A investigação aponta que Mourão comandava uma estrutura informal chamada "A Turma", utilizada para realizar atividades de vigilância, obtenção de informações e monitoramento de pessoas ligadas às investigações ou críticas ao grupo. Os investigadores apontam que ele recebia R$ 1 milhão por mês para prestar tais "serviços ilícitos". Procurada, a defesa de Mourão não comentou e disse que só se manifestaria sobre a prisão após ter acesso aos autos do inquérito.
De acordo com os investigadores, Mourão realizava consultas em sistemas restritos de órgãos públicos, utilizando credenciais de terceiros para acessar bases de dados ligadas a instituições de segurança e investigação. A Polícia Federal afirma que houve acessos indevidos a sistemas da própria PF, do Ministério Público Federal e até a bases internacionais.
Na decisão que mandou prender Mourão e Vorcaro, além de outros alvos da operação, o ministro André Mendonça, do Supremo Tribunal Federal (STF), afirmou haver indícios de que o banqueiro, numa troca de mensagens com Mourão, determinou que se forjasse um assalto, ou simulasse cenário semelhante, para "prejudicar violentamente" o colunista do GLOBO Lauro Jardim. O objetivo, diz Mendonça, era, a partir do episódio, "calar a voz da imprensa que ousasse emitir opinião contrária aos seus interesses privados". Em nota, o jornal O GLOBO repudiou as iniciativas criminosas contra Lauro Jardim.
Desde 2021, Mourão é réu em uma ação movida pelo Ministério Público de Minas Gerais que apura indícios de delitos como lavagem de dinheiro, organização criminosa e crime contra a economia popular.
Segundo as investigações, Mourão e outros indiciados montaram um esquema de pirâmide financeira para atrair investidores de todo o Brasil.
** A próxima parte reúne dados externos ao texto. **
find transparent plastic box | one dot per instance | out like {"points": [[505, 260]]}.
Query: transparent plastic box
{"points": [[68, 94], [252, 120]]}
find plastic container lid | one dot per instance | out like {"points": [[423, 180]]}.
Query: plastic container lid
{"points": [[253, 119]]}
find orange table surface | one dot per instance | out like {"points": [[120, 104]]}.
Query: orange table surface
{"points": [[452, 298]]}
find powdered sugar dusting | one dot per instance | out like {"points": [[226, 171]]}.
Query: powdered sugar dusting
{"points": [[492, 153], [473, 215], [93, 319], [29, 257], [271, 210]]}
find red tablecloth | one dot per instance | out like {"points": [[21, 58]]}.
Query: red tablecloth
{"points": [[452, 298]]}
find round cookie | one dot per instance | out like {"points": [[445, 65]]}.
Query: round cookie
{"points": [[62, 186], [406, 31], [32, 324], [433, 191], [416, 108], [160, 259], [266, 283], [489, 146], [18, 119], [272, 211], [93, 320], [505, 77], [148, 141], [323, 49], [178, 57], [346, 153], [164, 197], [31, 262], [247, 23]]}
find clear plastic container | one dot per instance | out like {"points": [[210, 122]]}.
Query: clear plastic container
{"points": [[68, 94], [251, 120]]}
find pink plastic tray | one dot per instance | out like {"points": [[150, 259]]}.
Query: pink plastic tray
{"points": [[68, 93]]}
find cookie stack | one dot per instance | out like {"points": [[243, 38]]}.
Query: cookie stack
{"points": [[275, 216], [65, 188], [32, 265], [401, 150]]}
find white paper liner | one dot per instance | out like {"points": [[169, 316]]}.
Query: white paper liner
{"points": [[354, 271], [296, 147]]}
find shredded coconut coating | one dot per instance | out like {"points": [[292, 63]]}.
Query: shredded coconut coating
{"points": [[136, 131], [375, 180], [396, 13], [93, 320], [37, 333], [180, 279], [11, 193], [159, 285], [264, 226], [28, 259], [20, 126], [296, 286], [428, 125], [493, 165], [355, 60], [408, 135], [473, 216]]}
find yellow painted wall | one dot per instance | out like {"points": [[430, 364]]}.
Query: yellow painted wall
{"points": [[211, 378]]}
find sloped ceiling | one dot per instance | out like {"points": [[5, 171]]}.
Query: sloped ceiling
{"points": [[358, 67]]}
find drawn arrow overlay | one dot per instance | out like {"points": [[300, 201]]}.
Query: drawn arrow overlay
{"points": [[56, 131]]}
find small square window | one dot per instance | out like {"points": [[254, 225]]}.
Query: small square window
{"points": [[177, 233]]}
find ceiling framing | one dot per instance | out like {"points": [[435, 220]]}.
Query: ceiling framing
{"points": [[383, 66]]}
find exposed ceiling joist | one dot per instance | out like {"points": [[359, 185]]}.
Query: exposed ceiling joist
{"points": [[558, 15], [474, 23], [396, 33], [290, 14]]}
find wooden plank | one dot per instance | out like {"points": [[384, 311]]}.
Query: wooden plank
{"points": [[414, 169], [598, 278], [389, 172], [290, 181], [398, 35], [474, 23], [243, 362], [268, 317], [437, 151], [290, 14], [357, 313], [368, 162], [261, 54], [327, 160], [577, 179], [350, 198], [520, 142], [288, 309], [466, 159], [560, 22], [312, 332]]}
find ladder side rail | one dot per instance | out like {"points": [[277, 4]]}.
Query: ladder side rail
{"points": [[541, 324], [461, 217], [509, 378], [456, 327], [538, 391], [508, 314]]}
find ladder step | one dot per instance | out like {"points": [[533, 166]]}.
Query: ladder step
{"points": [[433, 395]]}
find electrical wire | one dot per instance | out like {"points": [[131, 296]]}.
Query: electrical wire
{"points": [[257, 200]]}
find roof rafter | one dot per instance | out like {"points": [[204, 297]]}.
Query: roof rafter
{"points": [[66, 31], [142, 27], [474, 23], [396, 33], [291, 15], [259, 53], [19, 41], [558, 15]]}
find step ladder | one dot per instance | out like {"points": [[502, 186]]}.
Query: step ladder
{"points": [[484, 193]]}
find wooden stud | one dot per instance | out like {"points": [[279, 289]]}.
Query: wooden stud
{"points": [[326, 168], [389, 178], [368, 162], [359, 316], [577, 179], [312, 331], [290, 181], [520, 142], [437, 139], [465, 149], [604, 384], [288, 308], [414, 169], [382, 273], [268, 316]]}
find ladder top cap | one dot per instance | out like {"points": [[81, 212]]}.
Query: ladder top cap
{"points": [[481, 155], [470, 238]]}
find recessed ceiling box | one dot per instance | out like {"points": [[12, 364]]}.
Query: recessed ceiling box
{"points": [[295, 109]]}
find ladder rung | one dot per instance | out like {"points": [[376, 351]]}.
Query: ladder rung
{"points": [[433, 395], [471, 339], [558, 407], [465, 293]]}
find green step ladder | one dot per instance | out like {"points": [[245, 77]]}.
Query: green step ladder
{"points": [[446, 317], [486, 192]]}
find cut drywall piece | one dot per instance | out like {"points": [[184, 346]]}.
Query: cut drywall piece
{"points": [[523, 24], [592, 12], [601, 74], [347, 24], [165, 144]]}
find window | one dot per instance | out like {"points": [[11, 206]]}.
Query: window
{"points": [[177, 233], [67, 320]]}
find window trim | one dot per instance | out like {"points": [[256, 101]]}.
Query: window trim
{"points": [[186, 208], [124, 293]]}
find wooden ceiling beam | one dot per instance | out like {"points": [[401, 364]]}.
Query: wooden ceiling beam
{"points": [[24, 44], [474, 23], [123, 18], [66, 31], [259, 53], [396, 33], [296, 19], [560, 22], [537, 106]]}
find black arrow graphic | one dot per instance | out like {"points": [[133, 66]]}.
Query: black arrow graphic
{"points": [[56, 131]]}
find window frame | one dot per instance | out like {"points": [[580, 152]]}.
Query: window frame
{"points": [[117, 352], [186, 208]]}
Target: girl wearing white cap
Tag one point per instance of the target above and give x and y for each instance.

Entre junho de 2018 e julho de 2021, ele movimentou R$ 28 milhões em contas bancárias de empresas ligadas a ele.
Ainda de acordo com as investigações, Luiz Phillipi Mourão atuava como agiota antes de fazer parte do esquema de pirâmide. No fim do ano passado, o setor de inteligência da Polícia Militar de Minas Gerais fez uma análise no celular apreendido do acusado e apontou que ele exercia uma liderança importante na organização criminosa investigada.
Sobre esse caso, no processo, a defesa do acusado afirma que as provas obtidas pelas autoridades foram desprovidas de autorização judicial, entre outras nulidades.
"Os autos ainda revelam indícios de que o Conselho de Controle de Atividades Financeiras (Coaf) tenha diligenciado perante as instituições financeiras para ter acesso a informações dos réus meio das quais foram obtidos novos elementos para a evolução das investigações, malgrado inexistente decisão para a quebra de sigilo bancário. Essas movimentações investigativas não eram do conhecimento da Autoridade Policial, tampouco houve requerimento dirigido ao juízo nesse sentido", diz o pedido da defesa de Phillipi.